China's traditional economy leaders are due for a revaluation as manufacturing PMI stabilizes at 50.0 and tier-1 city home sales surge as much as 31%, according to strategist Chen Guo.
China's traditional economy leaders are due for a revaluation as manufacturing PMI stabilizes at 50.0 and tier-1 city home sales surge as much as 31%, according to strategist Chen Guo.

China's carbon-based economy — spanning financials, real estate, consumer cyclicals and materials — is approaching a revaluation window as leading indicators turn positive, strategist Chen Guo wrote in a note Sunday, challenging the consensus that only silicon-based AI stocks deserve premium pricing.
"The market is overly pessimistic on China's carbon-based economy, ignoring that leading indicators are already improving," said Chen Guo, chief strategist at a Chinese securities firm, in the note published on his WeChat channel.
Manufacturing PMI has held at or above 50.0 for three consecutive months through May, while tier-1 city second-hand home transactions jumped 31% year-over-year in Beijing and 31% in Shenzhen. April CPI rose 1.2% and PPI climbed 2.8%, ending the deflation narrative that had weighed on traditional sector margins.
The revaluation thesis matters because A-share capital has been overwhelmingly concentrated in silicon-based AI hardware names — communication and electronics sectors — whose extreme valuations now face a reckoning after the Philadelphia Semiconductor Index's recent selloff. If Chen is correct, a rotation into undervalued carbon-based leaders could reshape portfolio flows for months.
Manufacturing and property show synchronized improvement
China's economic data is telling a different story than the one priced into markets. The official manufacturing PMI averaged 50.2 in the March-to-May period, up from 49.2 in the first two months of 2026, signaling a broadening industrial recovery. New orders sub-indices have tracked the headline higher, providing demand-side support for carbon-based sectors that had been written off as structurally impaired.
The property market — long the biggest drag on China's traditional economy — is showing its first genuine signs of stabilization. Beyond the transaction volume surge in first-tier cities, home prices in Beijing and Shanghai have turned positive on a month-over-month basis in early 2026, with second-hand prices approaching a 0.5% sequential gain. Because first-tier city prices are a leading indicator for the national market, the trough may already be in place, Chen argued.
Price recovery broadens beyond energy
The reflation story is not limited to energy-driven PPI gains. China's push against "involution" — the destructive competition that has crushed margins across industries — is gaining traction. The Ministry of Industry and Information Technology convened a battery industry forum in January to address overcapacity, while food-delivery platform Meituan reported in its first-quarter 2026 results that reduced subsidies were stabilizing average order values. These micro-level shifts, combined with an 80% probability of an El Niño event this summer that could lift agricultural commodity prices, suggest CPI and PPI could rise in tandem in the second half.

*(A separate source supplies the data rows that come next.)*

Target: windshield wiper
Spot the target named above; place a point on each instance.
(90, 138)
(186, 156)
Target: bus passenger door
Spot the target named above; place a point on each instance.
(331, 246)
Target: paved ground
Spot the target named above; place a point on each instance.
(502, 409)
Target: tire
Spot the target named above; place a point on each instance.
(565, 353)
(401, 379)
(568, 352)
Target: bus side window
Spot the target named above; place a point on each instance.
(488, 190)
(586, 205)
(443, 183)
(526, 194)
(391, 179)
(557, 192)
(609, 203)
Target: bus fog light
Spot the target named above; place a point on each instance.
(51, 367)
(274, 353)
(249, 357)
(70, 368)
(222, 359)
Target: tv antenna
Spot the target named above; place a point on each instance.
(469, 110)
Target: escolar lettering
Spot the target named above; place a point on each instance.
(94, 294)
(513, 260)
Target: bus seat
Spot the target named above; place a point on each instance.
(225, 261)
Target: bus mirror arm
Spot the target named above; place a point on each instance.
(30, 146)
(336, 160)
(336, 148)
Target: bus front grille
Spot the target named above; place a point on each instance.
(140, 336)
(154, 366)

Why China's AI path protects the carbon economy
A key pillar of Chen's thesis is that the US experience of AI-driven labor displacement does not apply to China. American technology giants including Amazon, Microsoft and Salesforce have announced layoffs as they redirect budgets from human capital to AI infrastructure, creating what Chen described as a "silicon inflation, carbon deflation" dynamic. China, by contrast, is pursuing an AI-for-empowerment model: state-owned enterprises and government agencies adopted DeepSeek's models en masse in 2025, while ByteDance's Doubao chatbot surpassed 100 million daily active users by year-end. The 2026 government work program explicitly prioritizes "high-quality full employment," and Beijing's policy toolkit — including 2.5 trillion yuan in ultra-long-term special treasury bonds for consumer trade-ins this year alone — provides a fiscal backstop that the US lacks.
Valuation asymmetry creates opportunity
The structural case for rebalancing is reinforced by positioning data. Communication and electronics sectors now account for a historically extreme share of A-share turnover, while carbon-based sectors — financials, real estate, consumer cyclicals and materials — trade at near-record valuation discounts. Chen noted that the asymmetry between these sectors' contribution to A-share earnings and their weight in institutional portfolios creates a setup for mean reversion.

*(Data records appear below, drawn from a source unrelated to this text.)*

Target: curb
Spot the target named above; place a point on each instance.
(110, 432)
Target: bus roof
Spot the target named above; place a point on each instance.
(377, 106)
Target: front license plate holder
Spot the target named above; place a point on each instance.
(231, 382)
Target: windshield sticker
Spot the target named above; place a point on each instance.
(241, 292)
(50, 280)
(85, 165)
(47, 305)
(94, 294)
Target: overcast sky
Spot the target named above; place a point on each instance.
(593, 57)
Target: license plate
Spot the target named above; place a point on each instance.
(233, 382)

Looking ahead, the strategist identified five near-term catalysts that could accelerate the rotation: the US May CPI release and Federal Reserve guidance; the potential Space X listing and its impact on tech risk appetite; US-Iran nuclear negotiations affecting oil prices; South Korea's response to equity leverage risks; and the distraction effect of the World Cup on global trading volumes.
"From a fundamental perspective, the A-share market does not face systemic risk," Chen wrote. "But the external environment carries uncertainty. Investors should adopt a counter-cyclical mindset and look beyond the crowded high-growth trades toward quality value blue chips at depressed valuations."
This article is for informational purposes only and does not constitute investment advice.